Présences de Jean Follain
« Il faut être présent à son temps, mais c’est du même coup être présent au passé comme à l’avenir. » Dans un texte prononcé en 1960 au Collège du Centre international de Menton, Jean Follain exhortait ainsi ses camarades poètes à embrasser tous les ordres du temps.
Pour le numéro de rentrée d’Europe Élodie Bouygues a composé un subtil ensemble de contributions de spécialistes et de poètes, alternant études savantes, réflexions et poèmes – Jacques Réda, Christian Prigent, Gérard Cartier, Judith Chavanne, Laurent Fourcaut ou Jacques Moulin… On mesure ainsi la profondeur de l’influence du maître-poète normand dont l’œuvre se conjugue au passé, au présent et au futur.
Omission pontificale
Une fois n’est pas coutume, l’indispensable Fabula relaie le site officiel du Vatican.
Le pape François a en effet publié le 4 août (date révolutionnaire) une mémorable Lettre sur le rôle de la littérature dans laquelle il vante les vertus de la lecture. Ce « vice impuni » comme disait Valery Larbaud est donc désormais en odeur de sainteté. Au cœur de l’été, William Marx, professeur au royal-républicain laïc Collège de France l’a salué comme il se doit dans Le Monde. Amen, salut et fraternité.

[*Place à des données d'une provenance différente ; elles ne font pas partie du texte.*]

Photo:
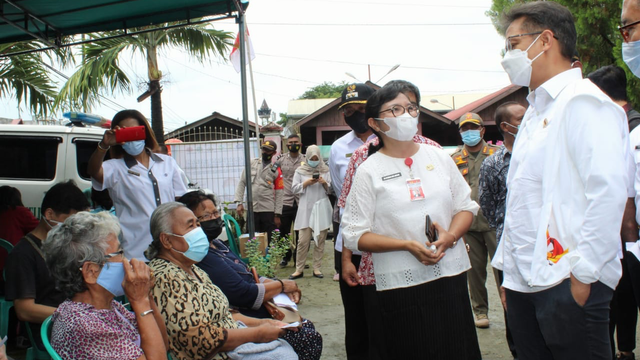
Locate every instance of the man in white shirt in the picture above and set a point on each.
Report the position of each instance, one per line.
(567, 189)
(354, 99)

Certains regretteront l’omission des revues dans la Lettre du Saint Père. Elles constituent en effet elles aussi ce que le pape nomme des « gymnases du discernement » (palestra di discernimento en italien). Même si le Diable gît dans les détails, les revuistes pardonneront cet oubli au souverain Pontife.
Nécessité de l’hérétique
Dans la collection « Sortir de l’économie », les éditions Crise et critique publient un recueil d’articles de Luis Andrés Bredlow (1958-2017) suivi d’une postface d’Anselm Jappe.
Inconnu du public français, ce philosophe d’origine allemande vécut en Espagne où il diffusa les analyses du courant de la théorie critique de la valeur. Cofondateur à la fin des années 1970 en Allemagne de la revue Ausschreitungen, et coanimateur à Barcelone de 1995 à 2003 de la revue Mania – Revista de pensament, il participa à Archipiélago, « cahiers de critique de la culture » dont les 80 numéros publiés de 1988 à 2008 proposaient « d’ouvrir un espace de réflexion et de critique face à la modernité barbare civilisée ». Anselm Jappe le présente comme « un des esprits majeurs de notre époque ». Homme de revues, helléniste, poète, spécialiste de Parménide, professeur d’histoire de la philosophie, il ne publia jamais de « livre véritable ». Parus aux éditions Pepitas de Calabaza en 2015, deux ans avant sa mort, les Essais d’hérésie permettent donc de découvrir un esprit critique particulièrement aiguisé.
Esprits assoiffés d’orthodoxie, s’abstenir. Si le titre renvoie aux Essais hérétiques sur la philosophie de l’histoire de Jan Patocka, c’est bien plutôt l’esprit de Diogène, de Guy Debord et de Jaime Semprun, avec un humour et un regard tout à fait personnels qui souffle dans ces pages où le philosophe critique la religion du travail, le consensus démocratique, le culte de la vitesse et de la laideur, la généralisation des machines à air conditionné (« pestes de nos étés » et emblèmes de « l’idiotie dominante ») ou encore « l’escroquerie du tourisme et la décadence du voyage ». Par temps d’unanimisme, il est toujours bon de prêter l’oreille aux voix discordantes dont on se rend compte souvent a posteriori qu’elles attiraient l’attention sur des questions de salubrité publique. Il suffit de s’intéresser aux effets de la surclimatisation et du surtourisme pour le constater.
Persistance de l’Encyclopédie
De 1984 à 1992, sous la houlette de Jaime Semprun, L’Encyclopédie de nuisances proposa de « redonner tout son emploi historique à la négation passionnée des chaînes de la superstition et de la hiérarchie » qui animait les encyclopédistes du XVIIIe siècle. La revue souhaitait constituer un « dictionnaire de la déraison dans les arts, les sciences et les métiers » dans le but de « réarmer la critique de la superstition techno-scientifique devenue hégémonique ».
Une republication en fac-similé est parue en mai, regroupant les quinze numéros de la revue, des prospectus annonçant la publication ainsi qu’un index des noms cités.
Pas de site internet. Pas de publicité. Pas de radio, ni de télé, ni de réseaux sociaux. Très peu d’articles.
Le tirage est épuisé. L’Encyclopédie persiste.